The direction it bends depends on the optical density of the objects it is passing from then into. When light passes into a denser object it slows down and it direction changes towards the normal. When it passes into a less denser object it speeds up and bends away from the normal.
( The normal is an imaginary line, passing diagonal through the object from the entry/exit point of the light,) Refraction only occurs at the boundary of the object.

Example: When light passes from the air into a crystal ball it slows down and is bent towards the normal as it enters the crystal, then it travels in a strait line through the crystal ball, then it bends away from the normal as it exits the crystal ball and speeds back up as it enters back into the air.

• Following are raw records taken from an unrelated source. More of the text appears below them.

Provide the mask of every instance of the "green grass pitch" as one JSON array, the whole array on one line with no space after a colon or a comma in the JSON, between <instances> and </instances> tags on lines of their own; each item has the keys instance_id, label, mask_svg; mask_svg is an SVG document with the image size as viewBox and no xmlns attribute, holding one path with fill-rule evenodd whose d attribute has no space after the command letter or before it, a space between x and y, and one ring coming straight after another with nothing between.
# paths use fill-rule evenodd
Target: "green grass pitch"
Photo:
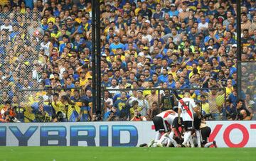
<instances>
[{"instance_id":1,"label":"green grass pitch","mask_svg":"<svg viewBox=\"0 0 256 161\"><path fill-rule=\"evenodd\" d=\"M256 148L1 147L0 161L256 160Z\"/></svg>"}]
</instances>

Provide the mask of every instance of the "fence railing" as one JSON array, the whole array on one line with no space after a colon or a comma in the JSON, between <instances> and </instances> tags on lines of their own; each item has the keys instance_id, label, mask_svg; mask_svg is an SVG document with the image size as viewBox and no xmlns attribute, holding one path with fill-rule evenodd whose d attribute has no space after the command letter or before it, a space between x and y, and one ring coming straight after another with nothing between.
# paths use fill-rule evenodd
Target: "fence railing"
<instances>
[{"instance_id":1,"label":"fence railing","mask_svg":"<svg viewBox=\"0 0 256 161\"><path fill-rule=\"evenodd\" d=\"M189 91L191 98L201 107L202 114L208 120L226 120L225 88L193 89L105 89L103 92L102 111L105 113L117 111L113 120L129 121L134 114L150 121L161 111L178 110L178 100Z\"/></svg>"},{"instance_id":2,"label":"fence railing","mask_svg":"<svg viewBox=\"0 0 256 161\"><path fill-rule=\"evenodd\" d=\"M186 91L207 120L226 120L226 89L105 89L101 111L92 111L91 94L81 88L37 89L18 91L12 105L21 122L78 122L131 121L139 116L151 121L161 111L178 110L178 101ZM114 117L110 118L111 113Z\"/></svg>"},{"instance_id":3,"label":"fence railing","mask_svg":"<svg viewBox=\"0 0 256 161\"><path fill-rule=\"evenodd\" d=\"M82 88L21 89L15 107L16 118L21 122L87 121L91 117L89 97Z\"/></svg>"}]
</instances>

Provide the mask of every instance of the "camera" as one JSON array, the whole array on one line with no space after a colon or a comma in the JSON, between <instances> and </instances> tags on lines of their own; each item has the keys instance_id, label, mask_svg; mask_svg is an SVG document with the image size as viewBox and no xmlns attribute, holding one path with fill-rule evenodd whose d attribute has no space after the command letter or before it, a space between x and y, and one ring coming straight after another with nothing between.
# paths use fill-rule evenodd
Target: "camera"
<instances>
[{"instance_id":1,"label":"camera","mask_svg":"<svg viewBox=\"0 0 256 161\"><path fill-rule=\"evenodd\" d=\"M206 120L212 120L212 114L211 113L206 114L206 115L203 116L203 118Z\"/></svg>"},{"instance_id":2,"label":"camera","mask_svg":"<svg viewBox=\"0 0 256 161\"><path fill-rule=\"evenodd\" d=\"M96 118L95 118L96 121L102 121L102 117L101 117L101 111L96 111Z\"/></svg>"},{"instance_id":3,"label":"camera","mask_svg":"<svg viewBox=\"0 0 256 161\"><path fill-rule=\"evenodd\" d=\"M237 115L237 120L242 120L243 116L242 113L238 113Z\"/></svg>"},{"instance_id":4,"label":"camera","mask_svg":"<svg viewBox=\"0 0 256 161\"><path fill-rule=\"evenodd\" d=\"M57 112L56 116L58 122L63 122L65 118L65 114L62 111Z\"/></svg>"}]
</instances>

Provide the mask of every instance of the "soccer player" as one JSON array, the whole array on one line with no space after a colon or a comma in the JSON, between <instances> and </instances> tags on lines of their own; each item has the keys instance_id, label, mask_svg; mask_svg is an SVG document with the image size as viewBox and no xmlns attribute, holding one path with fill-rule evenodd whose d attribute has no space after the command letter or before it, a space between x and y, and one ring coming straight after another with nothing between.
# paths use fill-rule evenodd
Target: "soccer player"
<instances>
[{"instance_id":1,"label":"soccer player","mask_svg":"<svg viewBox=\"0 0 256 161\"><path fill-rule=\"evenodd\" d=\"M194 113L193 114L194 121L193 121L193 126L194 129L196 131L196 140L197 140L197 147L201 148L201 133L200 133L200 126L201 124L201 117L199 117L199 116Z\"/></svg>"},{"instance_id":2,"label":"soccer player","mask_svg":"<svg viewBox=\"0 0 256 161\"><path fill-rule=\"evenodd\" d=\"M182 113L183 119L183 128L185 130L184 132L184 141L182 143L181 146L186 147L186 143L191 138L191 131L193 130L193 111L195 111L201 117L199 110L193 99L190 98L191 95L189 92L185 92L184 98L178 101L178 124L181 123L181 113ZM192 140L190 139L191 143L193 144ZM191 147L193 145L191 144Z\"/></svg>"},{"instance_id":3,"label":"soccer player","mask_svg":"<svg viewBox=\"0 0 256 161\"><path fill-rule=\"evenodd\" d=\"M154 139L154 143L161 144L161 143L164 139L164 138L162 138L162 140L160 139L162 133L170 132L174 120L177 116L177 113L176 113L174 111L167 110L160 113L154 118L153 118L153 123L155 126L155 130L157 131ZM169 138L169 139L170 141L174 145L174 146L177 146L177 143L172 138Z\"/></svg>"},{"instance_id":4,"label":"soccer player","mask_svg":"<svg viewBox=\"0 0 256 161\"><path fill-rule=\"evenodd\" d=\"M215 140L208 143L208 138L210 136L210 132L211 132L210 128L207 126L207 125L205 123L202 122L200 125L200 138L199 138L200 139L199 141L202 144L202 147L209 148L210 145L213 145L215 148L217 148L216 142ZM196 137L196 138L197 138L197 143L198 143L198 137Z\"/></svg>"}]
</instances>

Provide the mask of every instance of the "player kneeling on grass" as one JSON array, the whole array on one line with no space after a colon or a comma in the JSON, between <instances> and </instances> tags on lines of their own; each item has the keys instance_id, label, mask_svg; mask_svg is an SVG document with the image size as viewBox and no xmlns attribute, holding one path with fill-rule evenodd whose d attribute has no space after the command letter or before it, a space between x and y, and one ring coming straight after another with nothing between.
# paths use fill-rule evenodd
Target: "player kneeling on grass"
<instances>
[{"instance_id":1,"label":"player kneeling on grass","mask_svg":"<svg viewBox=\"0 0 256 161\"><path fill-rule=\"evenodd\" d=\"M199 130L199 137L198 137L198 133L196 133L196 139L195 140L196 143L198 143L198 139L200 142L200 145L204 148L209 148L210 145L213 145L215 148L217 148L216 142L215 140L208 143L208 138L210 136L211 130L210 128L207 126L205 122L202 121L200 125ZM198 145L198 148L200 148Z\"/></svg>"},{"instance_id":2,"label":"player kneeling on grass","mask_svg":"<svg viewBox=\"0 0 256 161\"><path fill-rule=\"evenodd\" d=\"M186 143L188 141L193 147L192 142L191 131L193 128L193 111L195 111L198 118L201 118L201 113L193 99L190 98L191 95L189 92L185 92L184 98L178 101L178 124L181 124L181 113L182 113L183 128L185 130L184 132L184 141L182 143L182 147L187 147Z\"/></svg>"},{"instance_id":3,"label":"player kneeling on grass","mask_svg":"<svg viewBox=\"0 0 256 161\"><path fill-rule=\"evenodd\" d=\"M170 138L169 136L174 120L177 116L177 113L174 111L167 110L160 113L153 118L153 123L155 126L156 134L155 139L152 140L149 144L149 146L151 146L154 144L157 146L161 146L164 140L167 140L167 143L169 143L166 145L167 146L169 146L171 143L172 143L174 146L178 146L177 143L172 137ZM164 135L163 135L163 134L164 134ZM163 137L161 138L161 135L163 135Z\"/></svg>"}]
</instances>

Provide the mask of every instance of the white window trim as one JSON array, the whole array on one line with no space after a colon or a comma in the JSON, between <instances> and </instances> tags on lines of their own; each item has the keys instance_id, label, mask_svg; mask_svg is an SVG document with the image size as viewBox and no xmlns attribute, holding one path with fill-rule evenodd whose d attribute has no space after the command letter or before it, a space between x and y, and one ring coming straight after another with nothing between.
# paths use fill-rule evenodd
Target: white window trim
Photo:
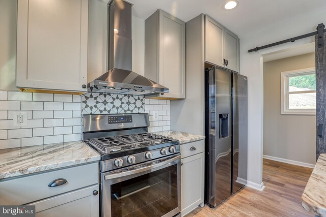
<instances>
[{"instance_id":1,"label":"white window trim","mask_svg":"<svg viewBox=\"0 0 326 217\"><path fill-rule=\"evenodd\" d=\"M281 72L281 114L297 114L297 115L316 115L316 109L290 109L288 108L289 92L288 89L289 77L297 75L304 75L315 73L316 69L314 67L297 70L287 71ZM296 93L315 92L315 90L305 90L296 91Z\"/></svg>"}]
</instances>

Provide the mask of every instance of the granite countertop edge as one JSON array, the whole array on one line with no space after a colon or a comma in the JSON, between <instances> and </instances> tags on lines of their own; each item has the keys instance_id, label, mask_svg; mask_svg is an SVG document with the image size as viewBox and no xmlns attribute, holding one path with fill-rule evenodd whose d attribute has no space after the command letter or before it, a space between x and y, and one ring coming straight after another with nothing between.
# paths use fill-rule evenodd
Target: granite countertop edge
<instances>
[{"instance_id":1,"label":"granite countertop edge","mask_svg":"<svg viewBox=\"0 0 326 217\"><path fill-rule=\"evenodd\" d=\"M99 161L82 141L0 150L0 180Z\"/></svg>"},{"instance_id":2,"label":"granite countertop edge","mask_svg":"<svg viewBox=\"0 0 326 217\"><path fill-rule=\"evenodd\" d=\"M319 156L301 200L306 210L316 216L326 216L326 154Z\"/></svg>"},{"instance_id":3,"label":"granite countertop edge","mask_svg":"<svg viewBox=\"0 0 326 217\"><path fill-rule=\"evenodd\" d=\"M155 133L163 136L171 137L174 139L177 139L180 142L180 145L205 139L205 136L176 131L165 131L156 132Z\"/></svg>"}]
</instances>

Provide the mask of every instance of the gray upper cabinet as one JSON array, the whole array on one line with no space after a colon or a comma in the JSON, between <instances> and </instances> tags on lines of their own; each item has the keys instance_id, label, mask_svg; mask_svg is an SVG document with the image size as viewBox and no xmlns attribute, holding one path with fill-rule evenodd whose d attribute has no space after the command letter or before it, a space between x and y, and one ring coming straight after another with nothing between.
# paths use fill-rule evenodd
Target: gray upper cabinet
<instances>
[{"instance_id":1,"label":"gray upper cabinet","mask_svg":"<svg viewBox=\"0 0 326 217\"><path fill-rule=\"evenodd\" d=\"M206 15L205 17L205 60L223 66L223 25Z\"/></svg>"},{"instance_id":2,"label":"gray upper cabinet","mask_svg":"<svg viewBox=\"0 0 326 217\"><path fill-rule=\"evenodd\" d=\"M17 86L86 92L88 1L18 0L17 7Z\"/></svg>"},{"instance_id":3,"label":"gray upper cabinet","mask_svg":"<svg viewBox=\"0 0 326 217\"><path fill-rule=\"evenodd\" d=\"M228 29L224 29L224 58L228 63L225 67L239 72L239 38Z\"/></svg>"},{"instance_id":4,"label":"gray upper cabinet","mask_svg":"<svg viewBox=\"0 0 326 217\"><path fill-rule=\"evenodd\" d=\"M239 72L239 38L207 15L205 16L205 60Z\"/></svg>"},{"instance_id":5,"label":"gray upper cabinet","mask_svg":"<svg viewBox=\"0 0 326 217\"><path fill-rule=\"evenodd\" d=\"M145 20L145 76L169 89L159 98L184 99L185 23L160 10Z\"/></svg>"}]
</instances>

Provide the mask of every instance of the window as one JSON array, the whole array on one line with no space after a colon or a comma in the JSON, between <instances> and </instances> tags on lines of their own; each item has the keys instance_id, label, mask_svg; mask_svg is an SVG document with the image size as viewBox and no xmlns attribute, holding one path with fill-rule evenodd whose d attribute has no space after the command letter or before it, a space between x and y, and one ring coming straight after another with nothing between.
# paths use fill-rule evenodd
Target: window
<instances>
[{"instance_id":1,"label":"window","mask_svg":"<svg viewBox=\"0 0 326 217\"><path fill-rule=\"evenodd\" d=\"M281 73L282 114L316 114L314 68Z\"/></svg>"}]
</instances>

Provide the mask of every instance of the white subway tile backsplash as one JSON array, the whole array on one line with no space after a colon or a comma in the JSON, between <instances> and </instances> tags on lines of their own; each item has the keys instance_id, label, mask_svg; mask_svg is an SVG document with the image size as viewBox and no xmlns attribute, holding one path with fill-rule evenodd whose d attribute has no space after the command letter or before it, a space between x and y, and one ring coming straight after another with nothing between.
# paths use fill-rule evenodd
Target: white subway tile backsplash
<instances>
[{"instance_id":1,"label":"white subway tile backsplash","mask_svg":"<svg viewBox=\"0 0 326 217\"><path fill-rule=\"evenodd\" d=\"M44 144L63 142L63 135L44 136Z\"/></svg>"},{"instance_id":2,"label":"white subway tile backsplash","mask_svg":"<svg viewBox=\"0 0 326 217\"><path fill-rule=\"evenodd\" d=\"M0 120L6 120L8 117L8 112L7 110L0 110Z\"/></svg>"},{"instance_id":3,"label":"white subway tile backsplash","mask_svg":"<svg viewBox=\"0 0 326 217\"><path fill-rule=\"evenodd\" d=\"M23 138L21 139L21 147L43 144L43 137Z\"/></svg>"},{"instance_id":4,"label":"white subway tile backsplash","mask_svg":"<svg viewBox=\"0 0 326 217\"><path fill-rule=\"evenodd\" d=\"M158 115L167 115L167 110L160 110L158 111Z\"/></svg>"},{"instance_id":5,"label":"white subway tile backsplash","mask_svg":"<svg viewBox=\"0 0 326 217\"><path fill-rule=\"evenodd\" d=\"M154 110L154 105L145 105L145 110Z\"/></svg>"},{"instance_id":6,"label":"white subway tile backsplash","mask_svg":"<svg viewBox=\"0 0 326 217\"><path fill-rule=\"evenodd\" d=\"M0 130L17 129L19 126L14 126L13 120L1 120Z\"/></svg>"},{"instance_id":7,"label":"white subway tile backsplash","mask_svg":"<svg viewBox=\"0 0 326 217\"><path fill-rule=\"evenodd\" d=\"M7 130L0 130L0 139L8 139L8 132ZM0 143L1 141L0 141Z\"/></svg>"},{"instance_id":8,"label":"white subway tile backsplash","mask_svg":"<svg viewBox=\"0 0 326 217\"><path fill-rule=\"evenodd\" d=\"M38 128L43 127L43 119L35 119L27 120L27 126L22 127L21 128Z\"/></svg>"},{"instance_id":9,"label":"white subway tile backsplash","mask_svg":"<svg viewBox=\"0 0 326 217\"><path fill-rule=\"evenodd\" d=\"M82 97L79 95L72 95L72 102L74 103L80 103Z\"/></svg>"},{"instance_id":10,"label":"white subway tile backsplash","mask_svg":"<svg viewBox=\"0 0 326 217\"><path fill-rule=\"evenodd\" d=\"M78 95L0 91L0 149L80 140L82 99ZM136 101L141 109L135 112L143 112L145 109L150 114L149 132L170 130L170 100L138 98ZM93 106L91 101L87 103ZM85 105L83 109L88 111ZM28 113L27 126L14 127L14 112L21 109ZM154 111L158 112L155 121ZM89 112L90 110L87 113Z\"/></svg>"},{"instance_id":11,"label":"white subway tile backsplash","mask_svg":"<svg viewBox=\"0 0 326 217\"><path fill-rule=\"evenodd\" d=\"M64 126L77 126L81 125L80 118L65 118Z\"/></svg>"},{"instance_id":12,"label":"white subway tile backsplash","mask_svg":"<svg viewBox=\"0 0 326 217\"><path fill-rule=\"evenodd\" d=\"M80 117L82 116L82 112L80 110L72 111L72 117Z\"/></svg>"},{"instance_id":13,"label":"white subway tile backsplash","mask_svg":"<svg viewBox=\"0 0 326 217\"><path fill-rule=\"evenodd\" d=\"M162 110L162 106L161 105L154 105L154 110Z\"/></svg>"},{"instance_id":14,"label":"white subway tile backsplash","mask_svg":"<svg viewBox=\"0 0 326 217\"><path fill-rule=\"evenodd\" d=\"M80 97L80 96L79 97ZM72 95L55 94L55 102L72 102Z\"/></svg>"},{"instance_id":15,"label":"white subway tile backsplash","mask_svg":"<svg viewBox=\"0 0 326 217\"><path fill-rule=\"evenodd\" d=\"M8 92L7 91L0 90L0 100L7 100L8 99Z\"/></svg>"},{"instance_id":16,"label":"white subway tile backsplash","mask_svg":"<svg viewBox=\"0 0 326 217\"><path fill-rule=\"evenodd\" d=\"M167 130L170 130L170 126L163 126L162 127L162 130L165 131Z\"/></svg>"},{"instance_id":17,"label":"white subway tile backsplash","mask_svg":"<svg viewBox=\"0 0 326 217\"><path fill-rule=\"evenodd\" d=\"M72 117L71 111L55 111L55 118L69 118Z\"/></svg>"},{"instance_id":18,"label":"white subway tile backsplash","mask_svg":"<svg viewBox=\"0 0 326 217\"><path fill-rule=\"evenodd\" d=\"M8 139L32 137L32 129L8 130Z\"/></svg>"},{"instance_id":19,"label":"white subway tile backsplash","mask_svg":"<svg viewBox=\"0 0 326 217\"><path fill-rule=\"evenodd\" d=\"M33 101L53 102L53 94L33 93Z\"/></svg>"},{"instance_id":20,"label":"white subway tile backsplash","mask_svg":"<svg viewBox=\"0 0 326 217\"><path fill-rule=\"evenodd\" d=\"M63 103L44 102L44 110L63 110Z\"/></svg>"},{"instance_id":21,"label":"white subway tile backsplash","mask_svg":"<svg viewBox=\"0 0 326 217\"><path fill-rule=\"evenodd\" d=\"M155 127L154 128L154 132L162 131L163 128L162 127Z\"/></svg>"},{"instance_id":22,"label":"white subway tile backsplash","mask_svg":"<svg viewBox=\"0 0 326 217\"><path fill-rule=\"evenodd\" d=\"M0 110L20 110L20 101L0 101Z\"/></svg>"},{"instance_id":23,"label":"white subway tile backsplash","mask_svg":"<svg viewBox=\"0 0 326 217\"><path fill-rule=\"evenodd\" d=\"M167 125L166 120L162 120L161 121L158 121L158 126L165 126Z\"/></svg>"},{"instance_id":24,"label":"white subway tile backsplash","mask_svg":"<svg viewBox=\"0 0 326 217\"><path fill-rule=\"evenodd\" d=\"M149 104L151 105L157 105L158 104L158 100L153 100L152 99L149 99Z\"/></svg>"},{"instance_id":25,"label":"white subway tile backsplash","mask_svg":"<svg viewBox=\"0 0 326 217\"><path fill-rule=\"evenodd\" d=\"M21 110L21 111L25 111L27 112L27 119L32 119L32 111ZM17 111L8 111L8 119L14 119L14 114L17 112ZM1 119L1 118L0 118Z\"/></svg>"},{"instance_id":26,"label":"white subway tile backsplash","mask_svg":"<svg viewBox=\"0 0 326 217\"><path fill-rule=\"evenodd\" d=\"M79 141L82 139L82 135L78 133L77 134L68 134L63 135L64 142L74 142Z\"/></svg>"},{"instance_id":27,"label":"white subway tile backsplash","mask_svg":"<svg viewBox=\"0 0 326 217\"><path fill-rule=\"evenodd\" d=\"M32 93L23 92L8 92L8 100L32 101Z\"/></svg>"},{"instance_id":28,"label":"white subway tile backsplash","mask_svg":"<svg viewBox=\"0 0 326 217\"><path fill-rule=\"evenodd\" d=\"M80 103L64 103L64 110L80 110Z\"/></svg>"},{"instance_id":29,"label":"white subway tile backsplash","mask_svg":"<svg viewBox=\"0 0 326 217\"><path fill-rule=\"evenodd\" d=\"M53 118L53 111L33 111L33 119Z\"/></svg>"},{"instance_id":30,"label":"white subway tile backsplash","mask_svg":"<svg viewBox=\"0 0 326 217\"><path fill-rule=\"evenodd\" d=\"M21 110L43 110L43 102L21 102Z\"/></svg>"},{"instance_id":31,"label":"white subway tile backsplash","mask_svg":"<svg viewBox=\"0 0 326 217\"><path fill-rule=\"evenodd\" d=\"M43 136L53 135L53 128L34 128L33 129L33 136Z\"/></svg>"},{"instance_id":32,"label":"white subway tile backsplash","mask_svg":"<svg viewBox=\"0 0 326 217\"><path fill-rule=\"evenodd\" d=\"M82 126L72 127L72 133L82 133Z\"/></svg>"},{"instance_id":33,"label":"white subway tile backsplash","mask_svg":"<svg viewBox=\"0 0 326 217\"><path fill-rule=\"evenodd\" d=\"M167 101L165 100L158 100L158 103L159 105L166 105Z\"/></svg>"},{"instance_id":34,"label":"white subway tile backsplash","mask_svg":"<svg viewBox=\"0 0 326 217\"><path fill-rule=\"evenodd\" d=\"M20 147L20 139L5 139L0 141L0 149Z\"/></svg>"},{"instance_id":35,"label":"white subway tile backsplash","mask_svg":"<svg viewBox=\"0 0 326 217\"><path fill-rule=\"evenodd\" d=\"M162 118L163 120L170 120L170 115L163 115Z\"/></svg>"},{"instance_id":36,"label":"white subway tile backsplash","mask_svg":"<svg viewBox=\"0 0 326 217\"><path fill-rule=\"evenodd\" d=\"M60 127L55 128L55 135L71 134L72 127Z\"/></svg>"},{"instance_id":37,"label":"white subway tile backsplash","mask_svg":"<svg viewBox=\"0 0 326 217\"><path fill-rule=\"evenodd\" d=\"M170 105L162 106L162 109L170 110Z\"/></svg>"},{"instance_id":38,"label":"white subway tile backsplash","mask_svg":"<svg viewBox=\"0 0 326 217\"><path fill-rule=\"evenodd\" d=\"M63 126L63 119L45 119L44 127L62 127ZM55 134L56 134L55 133Z\"/></svg>"}]
</instances>

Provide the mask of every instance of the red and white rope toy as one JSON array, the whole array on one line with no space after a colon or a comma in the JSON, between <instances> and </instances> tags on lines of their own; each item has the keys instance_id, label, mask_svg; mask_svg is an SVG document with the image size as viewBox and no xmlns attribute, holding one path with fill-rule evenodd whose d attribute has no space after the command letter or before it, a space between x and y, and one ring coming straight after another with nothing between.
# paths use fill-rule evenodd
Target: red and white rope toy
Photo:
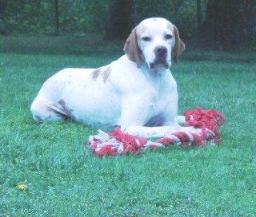
<instances>
[{"instance_id":1,"label":"red and white rope toy","mask_svg":"<svg viewBox=\"0 0 256 217\"><path fill-rule=\"evenodd\" d=\"M218 126L224 124L225 118L222 113L214 109L206 111L197 107L194 110L186 110L184 116L185 126L200 128L202 129L200 135L177 132L153 142L143 137L123 132L120 128L116 128L110 133L98 130L97 135L90 136L88 145L97 156L111 156L126 153L138 154L146 148L153 149L173 144L184 147L191 145L202 147L210 140L214 143L221 141L218 138L218 136L220 135ZM210 137L206 128L212 132Z\"/></svg>"}]
</instances>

That's why there is no Refraction Channel for volume materials. Because refraction is not a volume property.

The Bryce environment is set at 100 percent refraction, that's why the refraction channels 100 is called air. Any setting above 100 should bend light towards the normal, any setting below should bend light away from the normal. ( but it does not )

"Sure, the air between two non-transparent objects can have refractive properties.(but I'm not sure if you would see any difference in Bryce if you did this "

Yes the air has refractive properties, but if light is not traveling between an optical dense boundary, refraction will not occur.

" But if you stuck a sphere in there and made the refraction 1.33 and the refraction of the cube 1.33 the sphere should become invisible."

No, you just would not see any refraction because there is no optical density boundary change.

"So will taking the cube and booleaning it out hollow with another cube. Which I know it is hollow to begin with really, but the effect changes with the booleaning..."

Because you are actually having the light pass through the object, it goes in than out the thin wall of the boolean. So you are really inside an environment that is Bryce's 100 percent air. Where if you are inside a cube that is not boolean, then you are in an environment which is set to whatever the cube refraction setting is.

" An increase in the refractive setting, now the cube is casting a shadow."

Yes because you are making the optical density denser. So the cube lets less light in. and cast a shadow with the light that does not penetrate into the cube. The denser the optical properties become the less light is let in, thus the spherical shape gets small as less light travels through the cube and exits out the rear.

This effect does not work the opposite way because there can not be more light let in than the surrounding environment lets in. In other words if the air is 100 percent refraction and the cube is 0, more light can not be let into the cube, than is present in the 100 percent surrounding environment. ( But if it could wouldn't that be a great way to fake GI )

Where I see the Bryce ray tracing algorithm flawed, for refraction is. The light should shift direction depending on the optical density properties. But it does not. Sure when you set refraction lower or high than air, you will see an opposite shift change on the surface of the object. But the light passing through the object does not shift in direction. In tjohns demonstration here the shadow on the sphere stays located at the same place no matter what the refraction is set at.. Where in reality the light should be shifting direction more as the refraction gets denser. I bet if the refraction was set to 0 for the cube the shadow would still be in the same location even though it should shift because the light in the real world situation is being bent in the opposite direction.